A delegada explica também que, em Minas Gerais, há nove centros de referência em saúde para onde as mulheres podem ser encaminhadas em casos de agressão e estupro, para receberem os primeiros medicamentos que previnem doenças sexualmente transmissíveis e para a coleta de material genético.
ALMG na luta contra a violência de gênero
A Comissão Especial da Violência contra a Mulher da ALMG, cujos trabalhos se deram entre março e agosto de 2012, teve, entre suas ações de destaque, audiência pública na qual recebeu membros da CPMI da Violência contra a Mulher. Na ocasião, representantes do Estado puderam fornecer aos parlamentares federais informações sobre o atendimento especializado feito em Minas.
A comissão também realizou reuniões em Pará de Minas (Região Central do Estado), Divinópolis (Centro-Oeste), Itajubá (Sul de Minas) e Ipatinga (Vale do Aço), com o objetivo de obter um panorama regional do atendimento especializado às vítimas.
Foi realizada, ainda, uma visita à Divisão Especializada de Crimes contra a Mulher de Belo Horizonte, para verificar as condições de atendimento às vítimas. Na época, a Casa de Direitos Humanos ainda não havia sido inaugurada e o local agregava também o atendimento de plantão. Além disso, durante uma das audiências públicas, a desembargadora Heloísa Combat noticiou a criação da 15ª Vara Maria da Penha no Estado.
No relatório final da comissão, foram sugeridas a implantação de uma unidade móvel da Delegacia de Atendimento às Mulheres na Região Metropolitana de Belo Horizonte e a criação do Fundo Estadual dos Direitos da Mulher.
Como consequências positivas do trabalho da comissão, a deputada Luzia Ferreira (PPS) destaca o programa de monitoramento eletrônico de agressores, iniciado neste ano. “Foi um grande avanço. As mulheres recebem dispositivos eletrônicos que emitem avisos caso seus ex-companheiros descumpram as medidas. Isso foi uma medida fundamental. Precisamos garantir que as medidas protetivas sejam cumpridas”, afirma.

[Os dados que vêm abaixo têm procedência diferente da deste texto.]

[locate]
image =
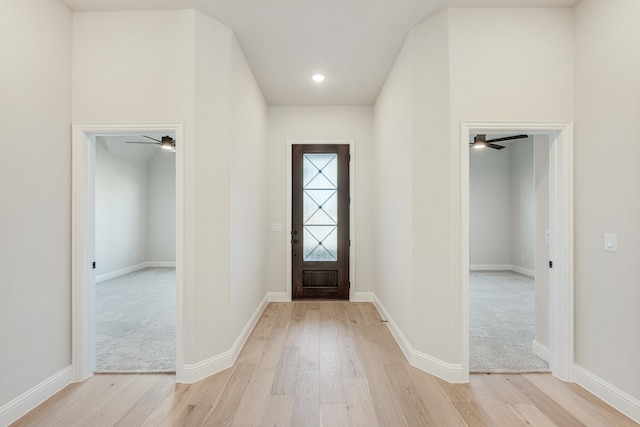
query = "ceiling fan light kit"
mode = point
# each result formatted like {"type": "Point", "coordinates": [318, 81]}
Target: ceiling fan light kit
{"type": "Point", "coordinates": [481, 141]}
{"type": "Point", "coordinates": [166, 143]}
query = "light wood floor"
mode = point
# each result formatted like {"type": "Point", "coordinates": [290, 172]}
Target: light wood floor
{"type": "Point", "coordinates": [323, 364]}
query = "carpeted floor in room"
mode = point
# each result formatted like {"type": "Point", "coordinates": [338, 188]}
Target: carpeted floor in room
{"type": "Point", "coordinates": [502, 323]}
{"type": "Point", "coordinates": [136, 322]}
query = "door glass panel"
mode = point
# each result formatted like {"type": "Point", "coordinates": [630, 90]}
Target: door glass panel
{"type": "Point", "coordinates": [320, 207]}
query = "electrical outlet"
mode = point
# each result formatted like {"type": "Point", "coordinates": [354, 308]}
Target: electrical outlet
{"type": "Point", "coordinates": [611, 242]}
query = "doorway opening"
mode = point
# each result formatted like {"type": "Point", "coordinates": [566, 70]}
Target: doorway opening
{"type": "Point", "coordinates": [561, 308]}
{"type": "Point", "coordinates": [135, 242]}
{"type": "Point", "coordinates": [320, 221]}
{"type": "Point", "coordinates": [88, 140]}
{"type": "Point", "coordinates": [509, 252]}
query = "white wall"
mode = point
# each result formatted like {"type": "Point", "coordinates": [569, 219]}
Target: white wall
{"type": "Point", "coordinates": [249, 220]}
{"type": "Point", "coordinates": [121, 211]}
{"type": "Point", "coordinates": [175, 67]}
{"type": "Point", "coordinates": [161, 224]}
{"type": "Point", "coordinates": [607, 199]}
{"type": "Point", "coordinates": [523, 206]}
{"type": "Point", "coordinates": [319, 123]}
{"type": "Point", "coordinates": [490, 208]}
{"type": "Point", "coordinates": [35, 183]}
{"type": "Point", "coordinates": [393, 183]}
{"type": "Point", "coordinates": [518, 68]}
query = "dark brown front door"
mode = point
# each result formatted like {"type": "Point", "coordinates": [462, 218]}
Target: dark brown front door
{"type": "Point", "coordinates": [320, 221]}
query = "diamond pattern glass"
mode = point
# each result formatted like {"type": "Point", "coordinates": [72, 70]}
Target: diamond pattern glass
{"type": "Point", "coordinates": [320, 207]}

“A sociedade precisa mudar”
A deputada Liza Prado (Pros) acredita que, apesar das conquistas, ainda há muito a ser feito. “O debate e a busca de informações são fundamentais para que a sociedade seja mais igualitária, com atitudes pautadas pelo respeito e pela fraternidade”.
Já a deputada Ana Maria Resende (PSDB) destaca a importância da mudança de mentalidade dentro da sociedade patriarcal brasileira. “Não devemos esperar as mulheres serem agredidas. Precisamos fazer um trabalho preventivo, buscar uma mudança cultural mais profunda da nossa sociedade. Precisamos propagar a cultura da paz e da convivência. E desde a primeira infância, educar as crianças para a igualdade de direitos”.
Por sua vez, a deputada Rosângela Reis (Pros) enfatiza a importância da proteção às mulheres vítimas de violência. “Elas precisam de apoio e proteção. O feminicídio apresenta números assustadores. De acordo com o Instituto de Pesquisa Econômica Aplicada (Ipea), 15 mulheres são mortas por dia no Brasil, uma a cada uma hora e meia”.
De acordo com a deputada Luzia Ferreira, o debate público sobre a violência contra a mulher promovido pela ALMG será importante pois, com a presença de todos os envolvidos com a execução da Lei Maria da Penha, será feita uma avaliação da eficácia dos serviços oferecidos. A deputada Maria Tereza Lara (PT) também ressalta a importância do debate. “Queremos ouvir os órgãos públicos e os movimentos sociais que trabalham para erradicar a violência doméstica e construir, coletivamente, propostas para solucionar este grave problema”.